Since the last few posts dwelt exclusively on the harms and pitfalls of reverse mortgages, it seems that in the interest if fairness, I should shift the focus to some of their positive attributes. For ease of transition, I think it makes sense to debunk a few misconceptions, in order to transform perceived drawbacks into benefits.

The first, and most common myth, is that in entering into a reverse mortgage, you no longer own your home. According to this line of thinking, the bank gives you cash in exchange for the title to your home; the only twist is that you get to remain in your home until you die. In reality, this is simply not the case. A reverse mortgage is equivalent to a lien, which in legal terms, means that another party (the lender, in this case) owns a stake in your home. You still retain title to your home, and in fact, you can return to being the sole owner if/when you repay the reverse mortgage.

Therein lies the second myth- that a reverse mortgage is permanent; once you enter into it, there is no way of exiting. In fact, a reverse mortgage is mechanically no different than any other loan, in that it must ultimately be repaid. Granted, a reverse mortgage is somewhat unique, because you can use the proceeds from the future (posthumous?) sale of your home towards repayment. That doesn’t mean, however, that you can’t simply repay the loan prior to selling the house. Just make sure you read the fine print to understand the terms of the loan, especially regarding possible prepayment penalties.

Yet another myth is that to secure a reverse mortgage, you need great credit, just like when applying for a conventional mortgage. Nothing could be further from the truth. Reverse mortgage lenders couldn’t care less about your personal financial situation. In fact, the whole point of reverse mortgages is to help those most in need of cash, especially those that have no other options. The primary factor in evaluating an reverse mortgage application is the quality of the home that is being mortgaged. The better the home, the better the prospects are for appreciation, and the more money you can borrow via a reverse mortgage. In this sense, the keystone of the reverse mortgage process is the appraisal – not the credit report. Prevailing interest rates and the age of the borrower will also influence the maximum loan size, but are less important than your collateral (the house!).

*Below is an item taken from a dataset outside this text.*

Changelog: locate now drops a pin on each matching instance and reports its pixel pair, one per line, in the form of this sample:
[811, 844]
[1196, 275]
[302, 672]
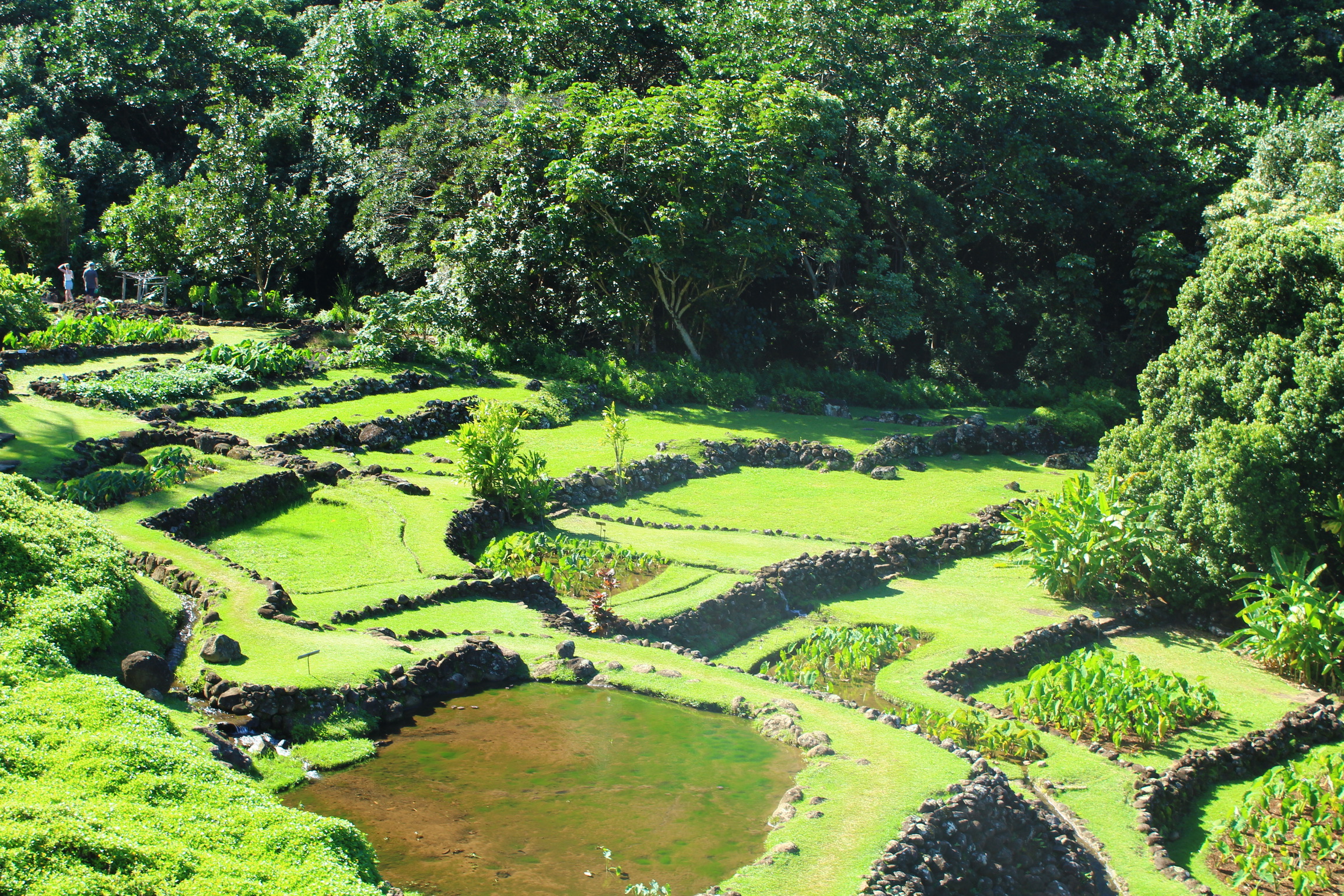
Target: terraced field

The final myth is that your original mortgage must first be paid off before entering into a reverse mortgage. Again, this is completely inaccurate. In fact, many borrowers use reverse mortgage for the main purpose of paying down/off their existing mortgage balance. It’s even possible to maintain a conventional mortgage and a reverse mortgage at the same time (though this isn’t advisable in most cases). The FHA, which insures most reverse mortgages, has certain threshold requirements, but these can be bought down with excess cash. In other words, you can dip into your savings to pay down your original mortgage to the level stipulated by the FHA, and then immediately use the funds from a reverse mortgage to replenish your savings account.

There is a tremendous amount of misinformation surrounding reverse mortgages, which means that I could continue. I think I’ll stop here for now, and pick up when I receive some feedback from readers. I invite you to leave a comment if there is an aspect of reverse mortgages that you aren’t quite clear on, and/or there is a myth that you hope the staff at reversemortgage.net can help you shatter!

2 Responses to “Debunking Reverse Mortgage Myths”

  1. Jack Willett Says:

    Friends of the family would like to occupy he residence full time in addition to our being there in the summer. They will pay all maintenance and repair expenses and we will not collect rent or lease payments from them. Since we will also occupy the premises six months out of each year, will we remain in compliance with the reverse mortgage?

  2. Ron Sylvia Says:

    I’am told like in the 1930’s during the depression the bank forced homeowners to “pay-up” by making the mortgage due, especially if the bank was under pressure and/or was going under. With a reverse mortgage can a bank repossess the reverse mortgagee’s home by forcing them to pay back the bank if the homeowner is unable to repay? Ostensively, the bank could then repossess the home. Is this a possibility?